La novela, La mala hora, del escritor colombiano Gabriel García Márquez, cuenta, a través de sus páginas, como los habitantes de Macondo viven una tranquilidad desagradable. Los conservadores, ganadores de la guerra civil, persiguen cruelmente a sus opositores los liberales, y en las puertas de las casas amanecen pegados pasquines con chismes acerca de verdades que hasta entonces no habían sido públicas. Un día, al alba, mientras el padre Ángel llamaba a misa, un sonido de arma despierta a los habitantes. Un campesino ha matado al presunto amante de su esposa después de haber leído uno de los panfletos. También morirá el hijo de un coronel que no tiene quien le escriba, desatándose la violencia en el pueblo.
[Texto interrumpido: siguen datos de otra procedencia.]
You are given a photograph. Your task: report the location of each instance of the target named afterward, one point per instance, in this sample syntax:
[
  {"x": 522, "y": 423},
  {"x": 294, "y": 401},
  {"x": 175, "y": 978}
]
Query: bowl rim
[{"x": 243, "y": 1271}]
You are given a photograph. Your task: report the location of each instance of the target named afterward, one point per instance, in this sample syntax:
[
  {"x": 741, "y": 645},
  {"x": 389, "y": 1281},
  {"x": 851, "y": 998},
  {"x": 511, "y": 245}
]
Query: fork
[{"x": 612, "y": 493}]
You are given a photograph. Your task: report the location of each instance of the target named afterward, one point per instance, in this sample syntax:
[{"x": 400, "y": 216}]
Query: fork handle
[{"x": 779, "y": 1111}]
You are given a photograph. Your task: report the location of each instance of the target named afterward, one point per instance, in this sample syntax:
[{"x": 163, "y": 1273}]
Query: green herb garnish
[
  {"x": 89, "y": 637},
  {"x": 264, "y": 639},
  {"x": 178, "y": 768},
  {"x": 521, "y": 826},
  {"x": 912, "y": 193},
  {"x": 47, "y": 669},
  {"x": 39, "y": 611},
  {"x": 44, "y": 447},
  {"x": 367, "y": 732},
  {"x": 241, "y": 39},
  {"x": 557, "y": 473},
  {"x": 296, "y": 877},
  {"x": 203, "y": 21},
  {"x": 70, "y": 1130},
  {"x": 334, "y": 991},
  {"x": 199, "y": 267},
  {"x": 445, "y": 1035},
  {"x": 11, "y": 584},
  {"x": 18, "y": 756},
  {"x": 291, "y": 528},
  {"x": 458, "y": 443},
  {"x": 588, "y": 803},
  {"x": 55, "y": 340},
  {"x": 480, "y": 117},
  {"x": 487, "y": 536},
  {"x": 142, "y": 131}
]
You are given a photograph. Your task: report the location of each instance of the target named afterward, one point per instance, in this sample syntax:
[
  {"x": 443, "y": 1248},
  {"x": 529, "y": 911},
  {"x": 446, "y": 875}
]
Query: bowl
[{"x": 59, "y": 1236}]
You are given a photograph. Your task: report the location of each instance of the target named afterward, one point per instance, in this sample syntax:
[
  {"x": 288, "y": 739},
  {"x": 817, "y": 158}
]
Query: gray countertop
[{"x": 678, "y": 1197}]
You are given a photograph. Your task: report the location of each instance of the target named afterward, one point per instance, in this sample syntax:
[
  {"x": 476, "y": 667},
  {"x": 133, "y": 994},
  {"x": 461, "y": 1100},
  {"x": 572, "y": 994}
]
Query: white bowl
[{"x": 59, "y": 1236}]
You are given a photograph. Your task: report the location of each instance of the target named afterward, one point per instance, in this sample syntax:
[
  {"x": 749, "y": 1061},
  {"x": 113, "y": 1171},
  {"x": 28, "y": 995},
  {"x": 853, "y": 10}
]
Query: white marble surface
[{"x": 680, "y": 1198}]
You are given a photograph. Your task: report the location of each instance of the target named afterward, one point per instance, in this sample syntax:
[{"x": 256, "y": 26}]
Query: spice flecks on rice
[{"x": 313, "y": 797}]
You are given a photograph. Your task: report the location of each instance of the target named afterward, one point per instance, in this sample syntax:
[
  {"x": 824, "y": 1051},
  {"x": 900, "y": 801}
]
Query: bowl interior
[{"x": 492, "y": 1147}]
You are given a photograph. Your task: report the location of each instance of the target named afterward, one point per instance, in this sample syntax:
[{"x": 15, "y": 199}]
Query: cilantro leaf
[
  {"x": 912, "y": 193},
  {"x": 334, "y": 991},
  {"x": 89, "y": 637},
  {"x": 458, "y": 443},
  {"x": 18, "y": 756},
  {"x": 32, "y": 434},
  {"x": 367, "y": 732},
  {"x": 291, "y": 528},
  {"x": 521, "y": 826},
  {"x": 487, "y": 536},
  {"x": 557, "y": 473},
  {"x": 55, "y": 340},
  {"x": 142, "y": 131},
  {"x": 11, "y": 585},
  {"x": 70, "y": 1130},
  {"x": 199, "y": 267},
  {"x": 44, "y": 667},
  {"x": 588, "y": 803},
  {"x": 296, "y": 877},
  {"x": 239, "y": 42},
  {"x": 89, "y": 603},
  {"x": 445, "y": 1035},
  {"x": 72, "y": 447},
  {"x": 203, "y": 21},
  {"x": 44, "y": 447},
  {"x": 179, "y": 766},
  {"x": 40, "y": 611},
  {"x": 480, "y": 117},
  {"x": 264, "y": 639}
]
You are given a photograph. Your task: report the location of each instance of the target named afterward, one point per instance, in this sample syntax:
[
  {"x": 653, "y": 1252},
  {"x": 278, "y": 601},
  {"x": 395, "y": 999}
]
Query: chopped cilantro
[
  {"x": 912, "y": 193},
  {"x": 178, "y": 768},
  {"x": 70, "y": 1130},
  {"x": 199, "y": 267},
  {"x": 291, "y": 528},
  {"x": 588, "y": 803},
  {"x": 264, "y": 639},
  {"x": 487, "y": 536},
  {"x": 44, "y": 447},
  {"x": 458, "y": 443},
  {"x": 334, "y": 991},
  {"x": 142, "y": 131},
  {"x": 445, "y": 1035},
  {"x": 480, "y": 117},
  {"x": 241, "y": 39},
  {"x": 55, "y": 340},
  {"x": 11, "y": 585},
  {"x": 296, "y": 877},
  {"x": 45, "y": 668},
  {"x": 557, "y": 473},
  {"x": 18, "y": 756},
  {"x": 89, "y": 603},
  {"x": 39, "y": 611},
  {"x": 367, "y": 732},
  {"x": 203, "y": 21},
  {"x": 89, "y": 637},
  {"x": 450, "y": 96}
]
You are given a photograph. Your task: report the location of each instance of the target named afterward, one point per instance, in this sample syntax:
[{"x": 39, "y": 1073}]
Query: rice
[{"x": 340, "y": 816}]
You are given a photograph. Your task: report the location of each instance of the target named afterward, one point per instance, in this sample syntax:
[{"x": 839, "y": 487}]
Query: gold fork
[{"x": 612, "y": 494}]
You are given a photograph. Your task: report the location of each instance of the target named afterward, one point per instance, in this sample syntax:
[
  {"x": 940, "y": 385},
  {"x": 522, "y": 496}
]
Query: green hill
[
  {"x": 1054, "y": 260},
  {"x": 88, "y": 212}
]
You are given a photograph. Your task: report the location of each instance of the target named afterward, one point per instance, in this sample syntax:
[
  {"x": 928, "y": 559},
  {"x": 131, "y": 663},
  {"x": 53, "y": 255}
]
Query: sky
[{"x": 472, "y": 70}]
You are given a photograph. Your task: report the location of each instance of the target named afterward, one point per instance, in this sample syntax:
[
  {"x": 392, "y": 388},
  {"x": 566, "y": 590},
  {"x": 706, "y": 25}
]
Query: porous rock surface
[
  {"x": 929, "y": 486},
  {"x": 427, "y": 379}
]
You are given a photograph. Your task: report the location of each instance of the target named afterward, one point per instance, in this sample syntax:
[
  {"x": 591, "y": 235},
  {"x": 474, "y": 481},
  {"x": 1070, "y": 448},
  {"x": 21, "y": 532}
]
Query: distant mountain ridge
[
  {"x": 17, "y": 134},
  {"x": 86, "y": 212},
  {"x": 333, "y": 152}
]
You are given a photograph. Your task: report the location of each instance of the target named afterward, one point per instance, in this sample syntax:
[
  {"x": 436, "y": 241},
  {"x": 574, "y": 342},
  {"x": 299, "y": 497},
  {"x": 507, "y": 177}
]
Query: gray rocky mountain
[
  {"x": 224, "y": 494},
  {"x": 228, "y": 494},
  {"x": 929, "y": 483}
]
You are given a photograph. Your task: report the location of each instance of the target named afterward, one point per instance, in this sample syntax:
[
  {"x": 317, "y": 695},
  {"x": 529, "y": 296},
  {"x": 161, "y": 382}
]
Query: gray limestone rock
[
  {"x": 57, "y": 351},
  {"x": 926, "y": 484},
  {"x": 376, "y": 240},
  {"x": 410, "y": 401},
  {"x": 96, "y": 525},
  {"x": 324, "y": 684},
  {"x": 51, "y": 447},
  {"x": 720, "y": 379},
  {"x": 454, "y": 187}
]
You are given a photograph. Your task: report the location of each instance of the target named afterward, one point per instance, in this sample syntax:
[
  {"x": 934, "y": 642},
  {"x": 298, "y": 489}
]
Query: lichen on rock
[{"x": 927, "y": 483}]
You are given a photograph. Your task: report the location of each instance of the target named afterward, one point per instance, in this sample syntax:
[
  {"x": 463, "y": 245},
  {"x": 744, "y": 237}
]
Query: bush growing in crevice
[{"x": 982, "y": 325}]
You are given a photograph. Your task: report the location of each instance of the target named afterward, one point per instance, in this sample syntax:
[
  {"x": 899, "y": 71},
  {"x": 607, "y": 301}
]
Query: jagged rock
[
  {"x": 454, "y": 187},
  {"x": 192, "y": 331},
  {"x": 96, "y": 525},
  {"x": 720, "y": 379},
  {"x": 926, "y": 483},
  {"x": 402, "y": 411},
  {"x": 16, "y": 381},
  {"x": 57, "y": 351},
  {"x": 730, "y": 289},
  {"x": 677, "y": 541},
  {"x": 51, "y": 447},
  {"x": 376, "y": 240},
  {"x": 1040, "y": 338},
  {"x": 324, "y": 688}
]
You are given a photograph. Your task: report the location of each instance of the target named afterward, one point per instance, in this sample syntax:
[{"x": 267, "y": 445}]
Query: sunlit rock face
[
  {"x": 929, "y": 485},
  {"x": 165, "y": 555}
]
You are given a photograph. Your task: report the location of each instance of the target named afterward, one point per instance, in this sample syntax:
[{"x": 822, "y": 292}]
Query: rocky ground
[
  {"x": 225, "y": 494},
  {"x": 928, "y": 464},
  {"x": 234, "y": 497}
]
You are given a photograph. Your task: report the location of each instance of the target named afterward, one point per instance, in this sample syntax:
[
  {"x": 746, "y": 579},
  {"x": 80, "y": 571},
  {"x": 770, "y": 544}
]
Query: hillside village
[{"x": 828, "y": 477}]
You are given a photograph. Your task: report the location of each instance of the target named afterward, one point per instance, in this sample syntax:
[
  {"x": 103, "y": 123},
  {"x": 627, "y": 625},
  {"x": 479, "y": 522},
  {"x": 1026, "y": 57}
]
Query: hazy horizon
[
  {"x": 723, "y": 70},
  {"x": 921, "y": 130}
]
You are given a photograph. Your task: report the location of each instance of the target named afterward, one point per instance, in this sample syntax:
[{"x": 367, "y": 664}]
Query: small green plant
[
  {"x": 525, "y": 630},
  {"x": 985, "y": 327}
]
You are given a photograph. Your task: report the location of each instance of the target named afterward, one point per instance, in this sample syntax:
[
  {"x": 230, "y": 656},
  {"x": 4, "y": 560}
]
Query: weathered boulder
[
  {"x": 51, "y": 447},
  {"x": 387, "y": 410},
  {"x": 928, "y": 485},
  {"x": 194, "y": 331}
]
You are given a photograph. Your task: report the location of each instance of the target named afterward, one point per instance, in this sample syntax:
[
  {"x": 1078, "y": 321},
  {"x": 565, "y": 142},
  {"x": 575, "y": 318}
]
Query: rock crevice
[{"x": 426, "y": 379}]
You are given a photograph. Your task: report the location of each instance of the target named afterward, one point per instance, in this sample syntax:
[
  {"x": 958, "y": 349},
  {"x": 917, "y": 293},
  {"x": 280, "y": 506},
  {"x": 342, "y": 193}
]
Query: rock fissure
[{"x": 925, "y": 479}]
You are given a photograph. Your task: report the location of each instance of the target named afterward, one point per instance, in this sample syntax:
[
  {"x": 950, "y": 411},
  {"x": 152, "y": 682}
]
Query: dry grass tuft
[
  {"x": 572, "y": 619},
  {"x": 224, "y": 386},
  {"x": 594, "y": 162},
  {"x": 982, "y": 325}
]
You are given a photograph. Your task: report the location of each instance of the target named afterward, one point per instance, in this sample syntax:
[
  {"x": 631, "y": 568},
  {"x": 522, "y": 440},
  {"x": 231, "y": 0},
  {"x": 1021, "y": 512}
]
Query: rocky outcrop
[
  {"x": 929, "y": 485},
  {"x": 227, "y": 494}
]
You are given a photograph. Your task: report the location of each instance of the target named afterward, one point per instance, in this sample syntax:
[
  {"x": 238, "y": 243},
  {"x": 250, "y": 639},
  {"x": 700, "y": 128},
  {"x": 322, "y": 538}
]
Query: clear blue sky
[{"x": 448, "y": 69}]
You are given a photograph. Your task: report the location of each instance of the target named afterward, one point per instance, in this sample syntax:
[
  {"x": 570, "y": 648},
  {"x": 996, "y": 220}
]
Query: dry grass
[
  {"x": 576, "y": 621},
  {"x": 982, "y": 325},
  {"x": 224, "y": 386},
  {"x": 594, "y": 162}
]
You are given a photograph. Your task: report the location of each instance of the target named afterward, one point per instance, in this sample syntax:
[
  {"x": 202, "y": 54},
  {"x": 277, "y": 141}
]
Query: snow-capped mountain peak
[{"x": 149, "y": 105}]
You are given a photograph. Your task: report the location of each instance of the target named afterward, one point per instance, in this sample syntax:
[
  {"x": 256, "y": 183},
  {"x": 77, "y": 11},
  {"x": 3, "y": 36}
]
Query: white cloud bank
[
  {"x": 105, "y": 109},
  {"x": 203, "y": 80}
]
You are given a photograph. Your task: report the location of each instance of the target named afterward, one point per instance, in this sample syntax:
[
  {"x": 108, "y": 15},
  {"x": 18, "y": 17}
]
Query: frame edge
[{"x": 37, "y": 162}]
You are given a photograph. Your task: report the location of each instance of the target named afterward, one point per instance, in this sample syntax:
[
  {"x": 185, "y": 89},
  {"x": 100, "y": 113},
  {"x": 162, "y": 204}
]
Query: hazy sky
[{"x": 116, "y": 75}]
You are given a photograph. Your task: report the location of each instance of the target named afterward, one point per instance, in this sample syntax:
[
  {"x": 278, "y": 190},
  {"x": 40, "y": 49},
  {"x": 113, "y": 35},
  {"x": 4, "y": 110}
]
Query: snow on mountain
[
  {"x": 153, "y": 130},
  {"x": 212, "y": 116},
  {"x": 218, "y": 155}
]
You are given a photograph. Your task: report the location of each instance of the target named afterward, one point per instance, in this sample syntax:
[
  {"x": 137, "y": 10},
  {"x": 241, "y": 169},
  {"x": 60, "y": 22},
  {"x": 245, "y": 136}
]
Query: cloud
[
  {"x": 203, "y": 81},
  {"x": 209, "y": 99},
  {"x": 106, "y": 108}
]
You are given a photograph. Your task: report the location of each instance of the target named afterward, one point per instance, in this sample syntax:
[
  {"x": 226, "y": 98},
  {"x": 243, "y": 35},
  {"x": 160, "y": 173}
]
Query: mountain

Una semana atrás me encontraba en el sur de la ciudad, caminando por la calle con un amigo; mientras conversábamos, él por una extraña razón (la misma por la que cuando uno pregunta una dirección, de un tiempo acá, muchos siguen caminando como si no existieras), que puede deberse al asalto que sufrió recientemente, me señalaba los buses, para al más puro estilo Nueve Reinas mostrarme lo que estaba por suceder: “¡Mira como en esa Cayetano se subieron cuatro carameleros!” (Para exigirles, en grupo, a las personas que les ‘compren’ sus mercancías); “¿viste a ese man que se trepó en el bus con los ojos rojísimos?” (Mendigo presuntamente drogado que le pide a los pasajeros que lo ‘apoyen’ porque recién salió de la Peni); “viste ese hijueputa, que se baja de la 42, guardándose algo en los pantalones, ¿de ley era un cuchillo, no?”, fueron algunas de sus observaciones en los veinte minutos que estuvimos andando por la Av. 25 de julio, y mi respuesta en la mayoría de los casos fue: “La plena, loco” porque desarrollé el mismo ojo clínico desde la época en que iba a la universidad, aunque la paranoia recién apareció cuando me fui a vivir a Cuenca y veía las noticias diarias relacionadas con la inseguridad de Guayaquil. Cada vez que venía estaba totalmente once a cada persona que se me acercaba y a quien tenía movimientos sospechosos. Empecé a entender el terror y los consejos que tienen las madres cuando sus hijos de provincia vienen a estudiar acá. Suerte que hasta ahora he podido esquivar a la delincuencia, pero eso no implica que estemos seguros en Guayaquil.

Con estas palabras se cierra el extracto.